What should you do instead? I would invest in the U.S. dollar in the hopes of a better than expected debt ceiling bill from the bi-partisan group. The 12-person House and Senate special committee has the task of identifying spending cuts. The committee must complete its work by November 23, with Congress holding a vote on the committee recommendations by December 23.
Why do I trust these politicians? I don’t, but I think that they need to respect the American people’s wishes. After this game of political chess, I believe that they need to make good on this deal in order to restore the trust that was lost. I couldn’t be more against the political games, and I’m hoping that a deal can be set in place that betters our country’s finances. Reiterating my stance, Howard Schultz, CEO of Starbucks (NASDAQ:SBUX), has started a pledge to boycott U.S. political campaign donations. To date, over 100 business leaders have joined with the hopes of eliminating incumbent leaders in Washington (I know there are more out there that agree with me here).

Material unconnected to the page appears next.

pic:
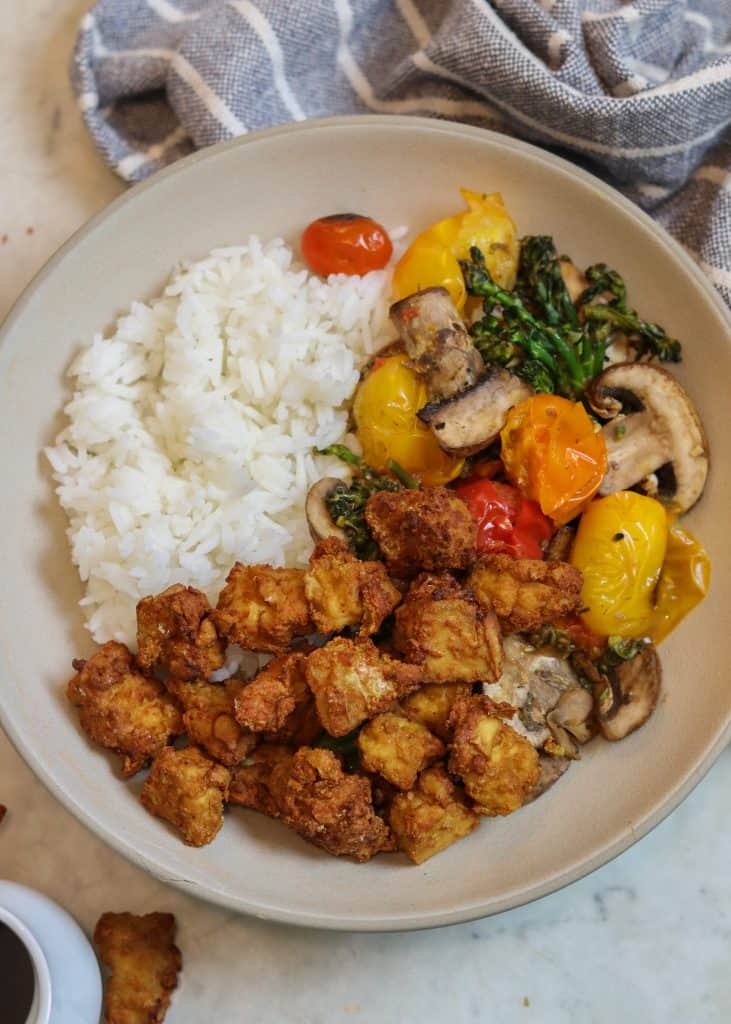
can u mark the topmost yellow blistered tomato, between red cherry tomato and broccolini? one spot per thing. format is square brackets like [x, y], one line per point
[434, 257]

Jobs and unemployment need to improve. We need to bring back innovation and change to the workplace. Corporations have been reluctant to hire based on the uncertainty of Congress (it’s not the fault of any individual person, mind you). At the beginning of September, we will have President Obama address the nation with a plan to reduce the unemployment level. I don’t believe that this will be a quick fix, but I do believe that Congress may get this right; or at least I hope so for your sake and mine.
Disclosure: I have no positions in any stocks mentioned, and no plans to initiate any positions within the next 72 hours.